ABSTRACT

The emphasis on mobilisation, pooling and networks necessitates that generative leaders not only move outside their traditional departmental boundaries but also that they engage with a wide range of power relations among firms, and with many different types of actors each from their own fields, cultures and spatial scales of operation (Koppenjan and Klijn, 2004). While pushing towards something new, generative leaders are required to deal with the potential clashes of different institutional cultures and agendas and asymmetric power relationships (Burfitt and MacNeill, 2008). Generative leadership is not only about generating new networks and structures for innovation, but is also about social uncertainty and ambiguity. Changing the playground meddles with social relationships and power structures; thus, uncertainty is inherent. As Gibney (2012: 616) says, “leadership of uncertainty requires leaders to both have an appetite for risk and to be risk-aware; but to guide responses/solutions in the context of many unknowns”. At the day-to-day level, increased uncertainty calls for humility and a willingness to be proved wrong and work with uncertainty (Gibney, 2012).
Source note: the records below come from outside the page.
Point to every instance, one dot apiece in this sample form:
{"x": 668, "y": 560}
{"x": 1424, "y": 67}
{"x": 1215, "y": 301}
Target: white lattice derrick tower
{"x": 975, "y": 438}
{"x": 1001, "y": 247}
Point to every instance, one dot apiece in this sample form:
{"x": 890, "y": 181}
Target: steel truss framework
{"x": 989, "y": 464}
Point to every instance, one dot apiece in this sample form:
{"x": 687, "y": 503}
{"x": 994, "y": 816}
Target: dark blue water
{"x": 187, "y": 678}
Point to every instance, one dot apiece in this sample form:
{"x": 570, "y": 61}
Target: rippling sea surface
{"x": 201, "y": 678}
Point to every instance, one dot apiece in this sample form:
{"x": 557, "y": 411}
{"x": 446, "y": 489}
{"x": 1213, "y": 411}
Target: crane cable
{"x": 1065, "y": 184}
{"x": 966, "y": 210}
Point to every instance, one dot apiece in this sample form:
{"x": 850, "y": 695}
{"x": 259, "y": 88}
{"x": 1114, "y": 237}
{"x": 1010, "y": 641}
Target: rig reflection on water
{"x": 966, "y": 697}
For all these reasons, as Beer and Baker (2012) emphasise, any discussion of place leadership inevitably raises questions of power and the ability to influence either other actors within or external to a city. Generative leaders need to pool different sources of power and ways of exercising it. To understand generative leadership, we need to understand how different sources of power come together in networks to influence city development. Interestingly, in this kind of setting, power is not only a cause of leadership but also a consequence of it. If, and only if, followers follow, leaders become truly powerful (Riggio et al., 2008).